In another form, that limitation on choice is actually common - when employers offer their workers a single insurance option, he said.
The benefits to the kind of quasi-monopoly that UPMC would have if it takes over Altoona Regional include efficiency, according to Dausey.
But that kind of situation doesn't give the organizations in charge the power to raise prices at will, he said. Medicare limits help ensure that, he said.
There would, however, be the potential for "gaming the system" - creative billing to get maximum income, for example, through the strategic classification of facilities, he said.
To dilute the monopoly, other insurance plans that still deal with UPMC could enter the market here, he said.
The trend is toward creation of a handful of "provider-insurers" nationally, and UPMC is shaping up to be one of them, Dausey said.
Highmark could also be one, although UPMC is "light years ahead" in working out affiliation agreements that appeal to smaller hospitals like Altoona, he said.
The more smaller hospitals UPMC captures, the more appealing the system becomes, he said.
UPMC has demonstrated excellence in care, in managing patients and in creating its organizational management structure, Dausey said.

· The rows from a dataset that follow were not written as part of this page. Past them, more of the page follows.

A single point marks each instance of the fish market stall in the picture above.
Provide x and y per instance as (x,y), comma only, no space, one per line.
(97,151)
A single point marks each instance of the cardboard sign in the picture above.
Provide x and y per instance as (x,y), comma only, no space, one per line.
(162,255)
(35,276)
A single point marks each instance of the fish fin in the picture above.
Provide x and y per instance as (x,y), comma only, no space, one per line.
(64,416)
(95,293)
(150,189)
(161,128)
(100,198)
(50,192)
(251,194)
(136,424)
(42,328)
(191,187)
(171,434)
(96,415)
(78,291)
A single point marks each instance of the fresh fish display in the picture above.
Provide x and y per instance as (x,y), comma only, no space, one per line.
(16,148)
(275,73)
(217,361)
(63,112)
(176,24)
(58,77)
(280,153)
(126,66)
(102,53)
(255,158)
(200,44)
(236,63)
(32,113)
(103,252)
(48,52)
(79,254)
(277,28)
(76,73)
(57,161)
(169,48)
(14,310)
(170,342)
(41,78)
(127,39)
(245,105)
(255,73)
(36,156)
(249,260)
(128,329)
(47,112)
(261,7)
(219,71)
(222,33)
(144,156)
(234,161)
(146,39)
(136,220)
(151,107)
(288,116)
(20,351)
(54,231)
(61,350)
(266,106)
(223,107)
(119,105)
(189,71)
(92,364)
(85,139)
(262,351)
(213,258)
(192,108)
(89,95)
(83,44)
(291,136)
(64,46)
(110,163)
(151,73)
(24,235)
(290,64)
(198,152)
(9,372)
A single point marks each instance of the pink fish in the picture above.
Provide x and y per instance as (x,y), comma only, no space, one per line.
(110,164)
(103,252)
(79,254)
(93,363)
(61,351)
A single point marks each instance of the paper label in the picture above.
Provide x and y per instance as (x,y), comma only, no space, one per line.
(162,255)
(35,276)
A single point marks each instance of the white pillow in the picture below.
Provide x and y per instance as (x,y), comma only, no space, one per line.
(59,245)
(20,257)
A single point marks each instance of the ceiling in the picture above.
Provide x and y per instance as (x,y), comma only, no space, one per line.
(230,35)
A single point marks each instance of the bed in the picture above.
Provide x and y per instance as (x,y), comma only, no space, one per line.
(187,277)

"The rich get richer," he said.
Highmark, which a couple of decades ago had medical services but dropped them, is playing "catch-up," as it tries to re-enter the field, he said.
The rise of big, vertically integrated systems is congruent with health care reform, although Dausey doesn't necessarily think their creation is an explicit intention of the law.
Big organizations are best suited to take advantage, however, of concepts promoted by the Affordable Care Act, including all-electronic medical records, bundled payments, patient-centered medical "homes" and in general, economies of scale, he said.
It's complicated, according to Dausey.
"I wish it were clean-cut," he said. "But it's very nuanced."